Zebra’s mammography algorithm, developed with the aid of thousands of patient studies, aims to optimize BC screening by reducing both false positive results and false negative results. According to the company, this will lead to fewer unnecessary tests (a cost-savings measure) and lower stress for patients.
Doctors advise women over age 45 to be screened for BC every two years. Of these screenings, about 10 percent will be sent for specialized evaluation due to suspicious findings. But most women who undergo biopsies are found not to have cancer, while among the roughly 5 in every 1,000 who do develop breast cancer, one case of cancer is usually missed. In aiming for more accurate results, the Zebra algorithm may both protect women from unnecessary and possibly invasive tests, or from having a cancer that is left undetected.
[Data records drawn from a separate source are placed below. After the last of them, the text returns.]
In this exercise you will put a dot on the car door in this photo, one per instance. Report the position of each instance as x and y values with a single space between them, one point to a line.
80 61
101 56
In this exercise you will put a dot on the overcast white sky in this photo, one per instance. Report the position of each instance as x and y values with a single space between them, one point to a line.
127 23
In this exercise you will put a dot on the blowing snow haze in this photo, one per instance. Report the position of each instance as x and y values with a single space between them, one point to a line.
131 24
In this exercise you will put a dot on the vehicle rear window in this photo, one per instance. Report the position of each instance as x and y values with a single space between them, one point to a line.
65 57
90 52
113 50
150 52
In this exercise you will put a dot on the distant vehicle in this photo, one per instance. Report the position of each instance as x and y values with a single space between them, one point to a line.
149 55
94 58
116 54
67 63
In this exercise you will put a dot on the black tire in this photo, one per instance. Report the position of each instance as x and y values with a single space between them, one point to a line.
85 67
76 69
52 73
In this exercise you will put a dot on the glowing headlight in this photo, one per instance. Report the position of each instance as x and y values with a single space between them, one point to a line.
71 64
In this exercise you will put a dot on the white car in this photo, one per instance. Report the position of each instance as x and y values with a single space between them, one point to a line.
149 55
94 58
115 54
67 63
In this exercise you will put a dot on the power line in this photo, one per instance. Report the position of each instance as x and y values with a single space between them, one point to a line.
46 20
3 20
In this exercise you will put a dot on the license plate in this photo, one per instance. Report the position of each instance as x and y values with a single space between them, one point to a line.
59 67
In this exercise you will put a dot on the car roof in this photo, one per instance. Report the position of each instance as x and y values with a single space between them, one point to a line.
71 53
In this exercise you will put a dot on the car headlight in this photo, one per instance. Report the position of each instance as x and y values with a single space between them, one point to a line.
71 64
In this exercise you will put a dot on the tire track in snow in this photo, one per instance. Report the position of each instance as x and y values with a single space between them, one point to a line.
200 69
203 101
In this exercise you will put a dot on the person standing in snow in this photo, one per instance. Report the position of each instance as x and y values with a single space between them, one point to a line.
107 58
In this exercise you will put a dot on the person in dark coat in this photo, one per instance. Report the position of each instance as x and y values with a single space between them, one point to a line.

The company’s chief medical officer, Dr. Eldad Elnekave, presented algorithm results at the recent SIIM Conference on Machine Intelligence in Medical Imaging (CMIMI 2016) in Virginia. He described the results as superior to those achieved by radiologists using state-of-the-art Computer Aided Detection methods for mammography, according to a press release.
“As a mammographer, I am cognizant of the vast variations in which breast cancer can manifest on a mammogram. Some of the most challenging cancer diagnoses are ones where the visual cues are not distinct lesions but rather regional asymmetry or architectural distortion in the breast tissue,” said Dr. Maya Cohen, director of both the Breast Health Center at Herzeliya Medical Center and of the imaging institute at Rabin Medical Center. “I welcome Zebra Medical Vision’s algorithm that is a new generation of mammography analysis, which can help us in the mission of finding even the most subtle cancers as early as possible.”
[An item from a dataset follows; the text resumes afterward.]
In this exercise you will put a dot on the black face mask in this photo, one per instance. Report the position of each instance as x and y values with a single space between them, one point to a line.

Zebra is adding the mammography algorithm to its list of clinical algorithms using machine and deep learning to read medical imaging in the fields of bone health, cardiovascular analysis, and liver and lung indications.
“We [use] machine and deep learning to help diagnose diseases responsible for the highest mortality rates, and breast cancer is one of the top on that list. We believe that the tool we’re providing to radiologists, as well as new algorithms which we continuously release, will help them deal with the continuous pressure they face to increase output and maintain high quality of care,” said Elad Benjamin, Zebra Medical Visions’ chief executive officer.
October is Breast Cancer Awareness month.